Ni la amenaza de la prisión, ni las multas, ni las cámaras, ni la confiscación de coches, ni la imposición de castigos aterradores ―como el de lavar cadáveres― han disuadido a muchas iraníes de seguir prescindiendo de esa prenda, que muchas se quitaron tras la muerte de Amini. Ahora ya son miles. Sin embargo, las leyes en Irán no han cambiado. El velo sigue siendo obligatorio y los avances en esta cuestión, reversibles.
Para ser aprobado, el proyecto para legalizar la conducción femenina de motos tendría que superar la oposición del sector más conservador de la República Islámica. “Algunas [mujeres] conducen motocicletas sin hiyab, con uno inadecuado o con una cobertura insuficiente… ese comportamiento va en contra de la ley islámica”, ha criticado Abdolhossein Khosropanah, miembro del Consejo Supremo de la Revolución Cultural, el organismo estatal que supervisa la política cultural y educativa islámica.
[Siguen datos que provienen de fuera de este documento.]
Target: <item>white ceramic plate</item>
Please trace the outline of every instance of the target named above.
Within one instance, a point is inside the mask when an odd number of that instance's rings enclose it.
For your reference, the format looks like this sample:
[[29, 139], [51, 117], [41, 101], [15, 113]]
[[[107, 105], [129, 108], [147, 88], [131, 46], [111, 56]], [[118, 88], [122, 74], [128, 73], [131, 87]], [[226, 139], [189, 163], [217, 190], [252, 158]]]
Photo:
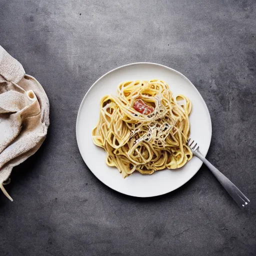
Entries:
[[202, 162], [194, 157], [182, 168], [165, 170], [152, 175], [138, 172], [123, 178], [117, 168], [105, 162], [104, 150], [95, 146], [92, 130], [97, 124], [100, 102], [107, 94], [117, 94], [118, 84], [127, 80], [160, 79], [169, 86], [174, 96], [181, 94], [192, 104], [190, 116], [190, 137], [198, 142], [200, 150], [207, 154], [212, 138], [212, 123], [207, 106], [192, 83], [183, 74], [172, 68], [154, 63], [140, 62], [113, 70], [98, 79], [82, 100], [76, 120], [76, 139], [81, 155], [92, 173], [103, 183], [121, 193], [142, 198], [154, 196], [170, 192], [186, 183], [198, 171]]

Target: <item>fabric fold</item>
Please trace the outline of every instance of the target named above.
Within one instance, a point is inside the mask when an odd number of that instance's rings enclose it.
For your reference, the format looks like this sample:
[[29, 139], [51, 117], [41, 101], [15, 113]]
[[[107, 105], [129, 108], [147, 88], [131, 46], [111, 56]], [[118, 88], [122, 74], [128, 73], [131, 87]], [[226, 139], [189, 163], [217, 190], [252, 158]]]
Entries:
[[49, 120], [49, 101], [40, 84], [0, 46], [0, 188], [12, 168], [40, 148]]

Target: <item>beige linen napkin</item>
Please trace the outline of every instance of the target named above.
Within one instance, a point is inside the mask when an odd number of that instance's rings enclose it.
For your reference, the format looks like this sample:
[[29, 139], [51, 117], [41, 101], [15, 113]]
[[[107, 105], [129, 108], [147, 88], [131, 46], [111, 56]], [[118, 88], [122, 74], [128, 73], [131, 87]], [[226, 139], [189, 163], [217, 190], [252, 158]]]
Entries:
[[34, 154], [49, 126], [49, 101], [40, 84], [0, 46], [0, 188], [12, 168]]

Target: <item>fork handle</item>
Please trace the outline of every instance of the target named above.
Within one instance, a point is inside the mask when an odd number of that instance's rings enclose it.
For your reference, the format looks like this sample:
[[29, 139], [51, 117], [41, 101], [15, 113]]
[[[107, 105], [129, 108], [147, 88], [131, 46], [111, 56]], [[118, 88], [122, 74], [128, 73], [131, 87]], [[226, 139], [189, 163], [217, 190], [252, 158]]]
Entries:
[[220, 172], [198, 152], [194, 152], [194, 156], [202, 160], [212, 172], [220, 184], [224, 187], [236, 202], [242, 208], [248, 206], [250, 200], [223, 174]]

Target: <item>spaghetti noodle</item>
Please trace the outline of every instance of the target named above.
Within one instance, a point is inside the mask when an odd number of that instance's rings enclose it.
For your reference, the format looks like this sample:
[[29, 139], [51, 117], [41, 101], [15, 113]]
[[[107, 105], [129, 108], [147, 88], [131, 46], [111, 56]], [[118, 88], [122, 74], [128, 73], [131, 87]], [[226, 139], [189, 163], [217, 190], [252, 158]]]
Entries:
[[192, 154], [186, 145], [192, 105], [183, 95], [174, 98], [160, 80], [124, 82], [118, 96], [100, 101], [92, 140], [106, 152], [106, 164], [126, 178], [135, 171], [152, 174], [183, 166]]

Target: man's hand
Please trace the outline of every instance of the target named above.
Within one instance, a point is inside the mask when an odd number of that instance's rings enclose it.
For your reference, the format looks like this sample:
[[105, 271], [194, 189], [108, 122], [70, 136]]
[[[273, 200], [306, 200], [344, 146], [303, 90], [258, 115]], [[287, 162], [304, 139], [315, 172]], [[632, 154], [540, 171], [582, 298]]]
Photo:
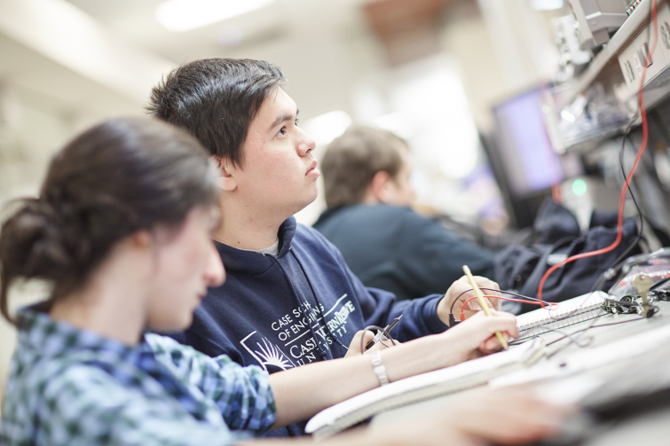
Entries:
[[[493, 282], [493, 280], [490, 280], [486, 278], [482, 278], [481, 276], [475, 276], [475, 282], [477, 282], [477, 285], [480, 288], [493, 288], [495, 290], [500, 290], [501, 287], [498, 286], [497, 283]], [[470, 290], [468, 292], [468, 290]], [[463, 292], [465, 293], [463, 295], [459, 298], [459, 295], [461, 295]], [[493, 291], [485, 291], [482, 290], [482, 293], [485, 295], [494, 295], [494, 296], [500, 296], [501, 293]], [[463, 306], [463, 302], [469, 299], [470, 297], [475, 296], [475, 292], [472, 290], [472, 286], [470, 286], [469, 281], [468, 280], [468, 278], [463, 276], [455, 282], [452, 284], [452, 286], [449, 287], [448, 290], [446, 290], [446, 294], [445, 294], [445, 297], [442, 298], [442, 300], [437, 304], [437, 316], [439, 317], [440, 320], [445, 324], [449, 325], [449, 310], [452, 307], [452, 304], [453, 301], [458, 299], [458, 301], [453, 305], [453, 317], [456, 318], [456, 320], [459, 320], [459, 317], [461, 316], [461, 308]], [[501, 309], [501, 305], [502, 304], [502, 301], [500, 299], [491, 299], [487, 298], [486, 301], [489, 304], [489, 308], [492, 308], [493, 309]], [[465, 306], [463, 309], [463, 312], [465, 313], [465, 318], [478, 313], [482, 310], [482, 308], [479, 306], [479, 303], [477, 302], [477, 299], [473, 299], [469, 302], [468, 302], [468, 305]]]
[[[398, 342], [396, 340], [386, 340], [386, 338], [382, 338], [383, 342], [376, 342], [374, 346], [370, 348], [369, 350], [366, 350], [366, 346], [369, 341], [373, 340], [374, 337], [374, 333], [370, 332], [369, 330], [359, 330], [356, 333], [356, 334], [353, 335], [353, 339], [351, 340], [351, 343], [349, 344], [349, 350], [347, 350], [347, 354], [344, 355], [344, 357], [350, 357], [354, 355], [360, 355], [361, 353], [372, 353], [374, 350], [381, 350], [382, 348], [387, 348], [389, 347], [393, 347], [394, 345], [400, 345], [400, 342]], [[363, 349], [360, 349], [360, 338], [363, 338]], [[395, 343], [394, 343], [395, 342]], [[386, 344], [386, 345], [384, 345]]]

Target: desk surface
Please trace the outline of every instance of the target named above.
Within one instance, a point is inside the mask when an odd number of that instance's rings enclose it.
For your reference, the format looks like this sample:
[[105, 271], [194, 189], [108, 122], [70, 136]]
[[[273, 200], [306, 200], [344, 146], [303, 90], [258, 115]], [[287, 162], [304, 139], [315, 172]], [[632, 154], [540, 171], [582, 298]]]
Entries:
[[[660, 311], [649, 319], [641, 318], [634, 315], [607, 315], [595, 319], [594, 327], [577, 333], [575, 339], [580, 343], [587, 342], [585, 347], [579, 347], [557, 333], [548, 333], [541, 335], [548, 343], [548, 356], [532, 367], [525, 369], [527, 376], [541, 376], [548, 368], [561, 367], [569, 364], [571, 360], [583, 356], [587, 352], [603, 352], [598, 349], [610, 345], [616, 347], [615, 342], [631, 339], [645, 332], [661, 328], [670, 325], [670, 302], [657, 302]], [[625, 322], [627, 321], [627, 322]], [[622, 324], [610, 325], [623, 322]], [[571, 327], [562, 329], [566, 333], [576, 333], [588, 326], [592, 321], [585, 321]], [[602, 326], [599, 326], [602, 325]], [[579, 336], [579, 338], [577, 338]], [[556, 341], [556, 342], [554, 342]], [[571, 394], [584, 407], [574, 419], [566, 424], [566, 433], [561, 439], [548, 442], [543, 444], [560, 445], [666, 445], [670, 444], [670, 392], [667, 403], [656, 406], [640, 416], [623, 416], [621, 419], [601, 419], [602, 408], [610, 407], [614, 413], [622, 414], [627, 410], [618, 409], [617, 404], [624, 404], [628, 411], [636, 413], [636, 407], [646, 408], [653, 404], [647, 403], [643, 395], [661, 395], [661, 392], [670, 388], [670, 342], [657, 346], [650, 352], [640, 353], [644, 350], [643, 345], [628, 346], [627, 351], [620, 355], [611, 355], [611, 358], [604, 359], [603, 364], [588, 370], [579, 370], [566, 372], [564, 375], [549, 377], [521, 386], [534, 386], [541, 395], [553, 398], [552, 395]], [[552, 353], [554, 355], [552, 356]], [[494, 383], [495, 381], [493, 381]], [[590, 389], [588, 386], [594, 384]], [[586, 390], [584, 390], [586, 386]], [[579, 387], [582, 387], [581, 390]], [[582, 395], [579, 395], [582, 392]], [[665, 394], [663, 394], [665, 395]], [[637, 395], [637, 396], [635, 396]], [[432, 400], [418, 403], [403, 408], [382, 413], [374, 418], [373, 424], [383, 426], [394, 423], [397, 419], [407, 419], [421, 416], [422, 413], [434, 413], [438, 407], [448, 404], [448, 400], [454, 395], [446, 395]], [[631, 397], [633, 400], [631, 400]], [[635, 400], [635, 397], [638, 399]], [[570, 398], [570, 395], [568, 395]], [[630, 403], [625, 403], [631, 401]], [[624, 402], [624, 403], [622, 403]], [[657, 402], [658, 403], [658, 402]], [[637, 404], [635, 406], [635, 404]], [[665, 405], [665, 407], [664, 407]], [[592, 410], [594, 409], [594, 410]], [[597, 417], [594, 417], [597, 413]], [[608, 412], [610, 413], [610, 412]], [[611, 415], [611, 413], [610, 413]], [[602, 418], [602, 417], [601, 417]]]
De sus declaraciones se colige que, como afirman las feministas iraníes, más que la obligación legal de vestir una prenda, la imposición del hiyab va más allá del símbolo religioso para convertirse en una herramienta transversal de control de las vidas de las mujeres.
Mahnaz Shirali considera “ridículo” que la atención de Occidente se centre en “progresos milimétricos” como que las mujeres puedan montar en moto, cuando “la represión en Irán se ha intensificado”, asegura.
“Toleremos que las mujeres no lleven velo, que conduzcan motos y que la gente baile en conciertos en la calle”, critica, en alusión a un vídeo viral de un grupo de rock tocando en Teherán mientras muchos jóvenes bailaban. “Mientras”, deplora la socióloga, “el régimen sigue encarcelando, torturando y sometiendo a desaparición forzada a cientos de iraníes”. El pasado 31 de octubre, la Misión de Investigación sobre Irán de la ONU denunció un “aumento de la represión y un repunte extraordinario de las ejecuciones” en Irán desde los ataques israelíes de junio.